The removal of casting operations greatly reduced the total volume of water that ultimately diluted the concentrated oily wastewater from engine manufacturing operations. The standard treatment of the oily wastewater from engine manufacturing was oil skimming, coagulation, flocculation and floating. This physical / chemical treatment did provide some level of reduction of oil and grease levels, but without the greater volume of water from casting operations would not adequately meet POTW standards.

TREATMENT IMPROVEMENTS

Amongst a major automotive maker's Engineering, IFM and membrane manufacturers, it was determined that engine manufacturing wastewater under proper conditions, be filtered with ultrafiltration membrane technology.

The water soluble oils used for lubrication of machining, grinding and cutting associated with engine manufacturing, if maintained in an emulsion will be retained by ultrafiltration membranes.
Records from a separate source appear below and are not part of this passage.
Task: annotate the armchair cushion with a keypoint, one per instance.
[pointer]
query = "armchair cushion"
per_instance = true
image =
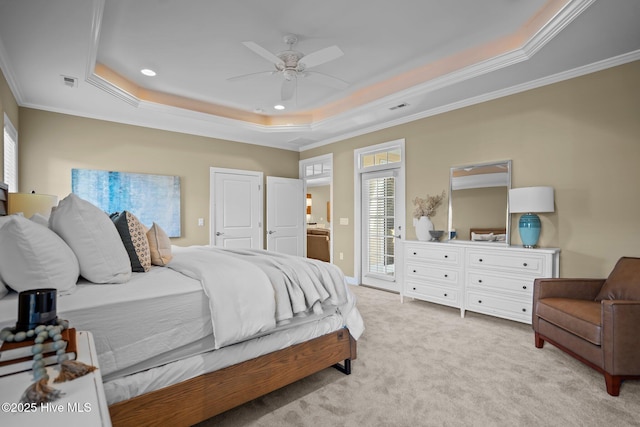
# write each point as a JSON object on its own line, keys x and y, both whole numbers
{"x": 624, "y": 281}
{"x": 580, "y": 317}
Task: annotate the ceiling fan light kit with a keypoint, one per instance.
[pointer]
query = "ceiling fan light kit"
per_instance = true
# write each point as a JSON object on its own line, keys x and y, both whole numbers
{"x": 291, "y": 63}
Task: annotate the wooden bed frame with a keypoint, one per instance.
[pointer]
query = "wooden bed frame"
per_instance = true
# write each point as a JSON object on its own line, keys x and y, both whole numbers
{"x": 200, "y": 398}
{"x": 203, "y": 397}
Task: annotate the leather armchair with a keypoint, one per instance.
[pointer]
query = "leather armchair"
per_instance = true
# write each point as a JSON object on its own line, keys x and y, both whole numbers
{"x": 597, "y": 321}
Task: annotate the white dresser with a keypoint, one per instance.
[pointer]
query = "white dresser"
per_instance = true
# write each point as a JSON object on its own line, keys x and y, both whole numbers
{"x": 494, "y": 280}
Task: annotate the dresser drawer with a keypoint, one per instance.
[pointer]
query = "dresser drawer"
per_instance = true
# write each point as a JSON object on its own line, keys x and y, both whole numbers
{"x": 518, "y": 263}
{"x": 445, "y": 255}
{"x": 522, "y": 285}
{"x": 429, "y": 272}
{"x": 513, "y": 309}
{"x": 433, "y": 293}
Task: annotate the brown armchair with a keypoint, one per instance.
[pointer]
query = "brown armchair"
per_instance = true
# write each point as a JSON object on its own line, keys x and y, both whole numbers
{"x": 597, "y": 321}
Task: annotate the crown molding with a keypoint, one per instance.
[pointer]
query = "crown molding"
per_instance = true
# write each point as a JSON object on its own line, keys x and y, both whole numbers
{"x": 544, "y": 81}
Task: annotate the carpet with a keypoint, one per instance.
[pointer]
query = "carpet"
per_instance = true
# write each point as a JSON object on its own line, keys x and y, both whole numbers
{"x": 421, "y": 364}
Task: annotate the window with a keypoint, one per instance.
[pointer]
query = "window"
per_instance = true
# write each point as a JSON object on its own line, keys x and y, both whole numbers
{"x": 10, "y": 155}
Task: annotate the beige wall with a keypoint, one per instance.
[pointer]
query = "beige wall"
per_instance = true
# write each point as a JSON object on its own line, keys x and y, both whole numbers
{"x": 51, "y": 144}
{"x": 581, "y": 136}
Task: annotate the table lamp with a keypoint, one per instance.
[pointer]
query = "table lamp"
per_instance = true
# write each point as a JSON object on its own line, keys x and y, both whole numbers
{"x": 31, "y": 203}
{"x": 529, "y": 201}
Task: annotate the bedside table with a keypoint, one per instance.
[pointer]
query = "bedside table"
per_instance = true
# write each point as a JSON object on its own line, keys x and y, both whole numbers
{"x": 83, "y": 402}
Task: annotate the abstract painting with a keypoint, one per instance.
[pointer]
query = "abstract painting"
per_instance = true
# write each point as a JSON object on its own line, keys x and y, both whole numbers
{"x": 151, "y": 198}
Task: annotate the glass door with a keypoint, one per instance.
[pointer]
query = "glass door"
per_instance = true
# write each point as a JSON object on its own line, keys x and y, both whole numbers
{"x": 379, "y": 229}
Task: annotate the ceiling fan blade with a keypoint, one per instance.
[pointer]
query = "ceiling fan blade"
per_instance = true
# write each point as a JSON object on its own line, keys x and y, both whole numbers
{"x": 326, "y": 79}
{"x": 321, "y": 56}
{"x": 250, "y": 76}
{"x": 263, "y": 52}
{"x": 288, "y": 88}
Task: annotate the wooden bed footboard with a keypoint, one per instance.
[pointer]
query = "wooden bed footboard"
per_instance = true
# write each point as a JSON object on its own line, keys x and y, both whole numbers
{"x": 200, "y": 398}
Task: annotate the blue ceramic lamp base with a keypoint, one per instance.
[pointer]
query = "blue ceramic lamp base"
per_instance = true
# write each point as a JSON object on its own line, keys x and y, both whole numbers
{"x": 529, "y": 227}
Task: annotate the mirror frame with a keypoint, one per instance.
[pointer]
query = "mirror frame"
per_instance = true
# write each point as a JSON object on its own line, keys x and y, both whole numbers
{"x": 507, "y": 241}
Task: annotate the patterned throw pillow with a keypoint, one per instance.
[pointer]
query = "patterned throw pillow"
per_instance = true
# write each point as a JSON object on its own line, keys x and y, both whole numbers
{"x": 160, "y": 245}
{"x": 133, "y": 236}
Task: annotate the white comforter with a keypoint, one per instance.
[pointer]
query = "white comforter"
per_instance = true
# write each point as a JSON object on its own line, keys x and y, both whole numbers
{"x": 252, "y": 291}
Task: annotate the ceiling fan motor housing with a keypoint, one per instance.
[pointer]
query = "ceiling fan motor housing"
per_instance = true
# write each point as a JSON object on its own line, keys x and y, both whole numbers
{"x": 290, "y": 60}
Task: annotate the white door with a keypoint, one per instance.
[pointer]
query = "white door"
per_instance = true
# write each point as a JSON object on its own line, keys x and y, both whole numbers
{"x": 236, "y": 208}
{"x": 285, "y": 215}
{"x": 379, "y": 229}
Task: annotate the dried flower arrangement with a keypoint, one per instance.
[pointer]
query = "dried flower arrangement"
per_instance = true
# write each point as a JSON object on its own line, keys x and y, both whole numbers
{"x": 427, "y": 206}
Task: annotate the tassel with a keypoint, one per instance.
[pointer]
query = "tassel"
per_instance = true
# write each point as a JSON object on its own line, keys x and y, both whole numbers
{"x": 72, "y": 369}
{"x": 40, "y": 392}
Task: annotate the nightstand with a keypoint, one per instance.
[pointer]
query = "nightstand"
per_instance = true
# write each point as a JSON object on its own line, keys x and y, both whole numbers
{"x": 83, "y": 403}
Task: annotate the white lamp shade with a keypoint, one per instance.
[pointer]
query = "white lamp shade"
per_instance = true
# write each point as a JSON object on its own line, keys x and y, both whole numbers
{"x": 31, "y": 203}
{"x": 531, "y": 200}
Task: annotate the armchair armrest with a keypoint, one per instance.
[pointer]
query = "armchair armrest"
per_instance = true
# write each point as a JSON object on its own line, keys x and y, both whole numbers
{"x": 620, "y": 338}
{"x": 585, "y": 289}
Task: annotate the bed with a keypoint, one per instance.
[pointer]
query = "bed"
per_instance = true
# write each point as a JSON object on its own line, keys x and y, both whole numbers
{"x": 207, "y": 331}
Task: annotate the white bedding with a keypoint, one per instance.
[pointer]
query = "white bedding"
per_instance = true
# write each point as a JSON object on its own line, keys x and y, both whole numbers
{"x": 129, "y": 321}
{"x": 251, "y": 290}
{"x": 254, "y": 298}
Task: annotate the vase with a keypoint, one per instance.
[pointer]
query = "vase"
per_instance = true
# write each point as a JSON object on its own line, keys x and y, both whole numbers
{"x": 423, "y": 225}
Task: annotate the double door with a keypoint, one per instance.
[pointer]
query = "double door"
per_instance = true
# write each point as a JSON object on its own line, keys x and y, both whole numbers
{"x": 236, "y": 211}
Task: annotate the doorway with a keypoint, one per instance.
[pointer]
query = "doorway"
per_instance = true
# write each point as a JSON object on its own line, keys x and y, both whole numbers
{"x": 235, "y": 208}
{"x": 380, "y": 213}
{"x": 317, "y": 176}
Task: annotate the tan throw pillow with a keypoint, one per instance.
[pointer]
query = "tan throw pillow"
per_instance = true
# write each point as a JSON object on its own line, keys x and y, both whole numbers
{"x": 159, "y": 245}
{"x": 133, "y": 236}
{"x": 624, "y": 281}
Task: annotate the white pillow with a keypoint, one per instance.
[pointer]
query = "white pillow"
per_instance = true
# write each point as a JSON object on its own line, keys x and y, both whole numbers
{"x": 40, "y": 219}
{"x": 93, "y": 238}
{"x": 32, "y": 257}
{"x": 3, "y": 289}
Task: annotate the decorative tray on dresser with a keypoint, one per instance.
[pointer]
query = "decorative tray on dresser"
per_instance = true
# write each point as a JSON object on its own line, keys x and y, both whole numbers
{"x": 488, "y": 279}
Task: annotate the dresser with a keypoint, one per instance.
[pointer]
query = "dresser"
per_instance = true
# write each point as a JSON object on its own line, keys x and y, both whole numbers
{"x": 479, "y": 277}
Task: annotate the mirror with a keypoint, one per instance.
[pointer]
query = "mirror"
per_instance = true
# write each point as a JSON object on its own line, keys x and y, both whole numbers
{"x": 478, "y": 202}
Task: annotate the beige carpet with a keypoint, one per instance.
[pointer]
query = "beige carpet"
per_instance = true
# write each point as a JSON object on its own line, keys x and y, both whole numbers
{"x": 421, "y": 364}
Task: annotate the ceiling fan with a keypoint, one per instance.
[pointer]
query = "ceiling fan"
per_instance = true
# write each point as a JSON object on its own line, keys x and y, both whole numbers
{"x": 292, "y": 64}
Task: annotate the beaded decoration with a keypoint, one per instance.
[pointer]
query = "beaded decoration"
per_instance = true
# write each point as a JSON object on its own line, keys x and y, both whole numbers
{"x": 41, "y": 334}
{"x": 40, "y": 391}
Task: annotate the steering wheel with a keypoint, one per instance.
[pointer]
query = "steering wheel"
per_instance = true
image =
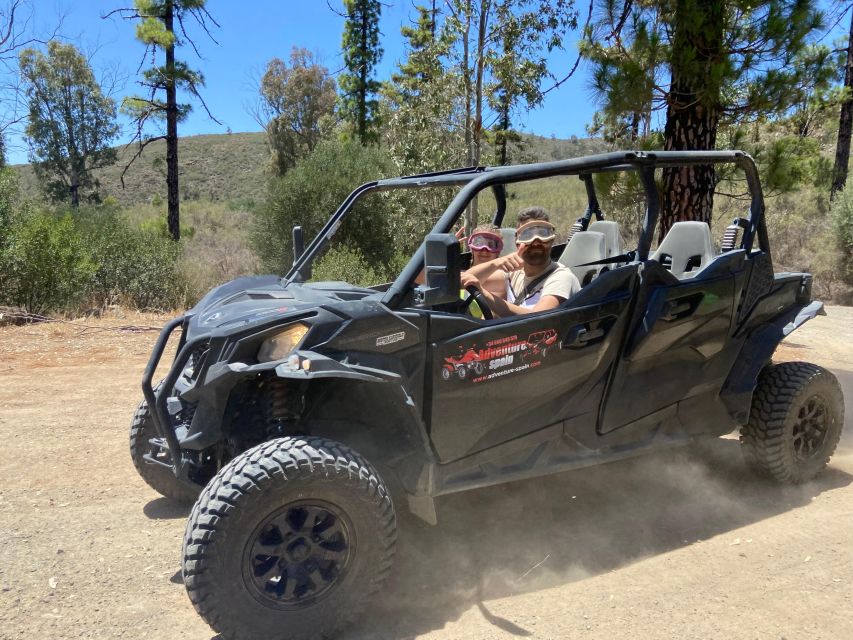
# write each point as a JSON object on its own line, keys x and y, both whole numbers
{"x": 475, "y": 295}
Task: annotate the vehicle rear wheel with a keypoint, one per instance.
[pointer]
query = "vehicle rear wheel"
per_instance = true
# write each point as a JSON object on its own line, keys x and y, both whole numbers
{"x": 158, "y": 477}
{"x": 291, "y": 538}
{"x": 795, "y": 422}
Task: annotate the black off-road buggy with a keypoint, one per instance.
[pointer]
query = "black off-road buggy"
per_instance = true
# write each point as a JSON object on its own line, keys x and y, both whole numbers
{"x": 301, "y": 416}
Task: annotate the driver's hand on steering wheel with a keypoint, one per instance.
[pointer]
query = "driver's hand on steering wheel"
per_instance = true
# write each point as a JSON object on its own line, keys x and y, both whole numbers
{"x": 467, "y": 280}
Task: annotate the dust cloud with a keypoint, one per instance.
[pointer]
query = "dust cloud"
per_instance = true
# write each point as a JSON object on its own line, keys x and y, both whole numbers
{"x": 531, "y": 535}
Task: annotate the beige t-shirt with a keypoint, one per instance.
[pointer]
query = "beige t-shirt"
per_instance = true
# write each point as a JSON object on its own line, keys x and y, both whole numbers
{"x": 560, "y": 282}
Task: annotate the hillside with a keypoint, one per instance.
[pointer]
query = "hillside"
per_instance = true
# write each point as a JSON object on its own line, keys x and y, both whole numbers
{"x": 230, "y": 168}
{"x": 216, "y": 168}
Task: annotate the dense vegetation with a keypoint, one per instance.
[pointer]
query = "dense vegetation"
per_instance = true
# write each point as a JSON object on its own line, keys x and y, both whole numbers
{"x": 743, "y": 81}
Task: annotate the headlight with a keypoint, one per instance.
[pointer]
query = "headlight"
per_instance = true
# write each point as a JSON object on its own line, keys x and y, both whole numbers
{"x": 278, "y": 346}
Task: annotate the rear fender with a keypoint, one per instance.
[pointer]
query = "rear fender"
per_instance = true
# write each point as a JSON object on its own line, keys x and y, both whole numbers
{"x": 756, "y": 353}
The emulsion is essentially dewatered through this technology, concentrating oils to a marketable concentration and producing high quality effluent acceptable to the POTW.

Other components are required along with membrane filtration to make a successful system. Aerated Equalization is required to provide a homogenous blend of various lubricant dumps and peak flows. Aeration is required to keep emulsified oils from going anaerobic (septic) due to biological activity. Biological Activity must be reduced to a minimum to reduce the formation of low pH conditions and biofilms that affect emulsion integrity and negatively affect membrane filtration.

Free oil must be removed physically prior to membrane filtration also. This is accomplished through Corrugated Plate technology prior to UF membrane Technology. pH adjustment is accomplished within process tanks associated with UF membranes to help maintain emulsion integrity, which makes the filtration process work more effectively.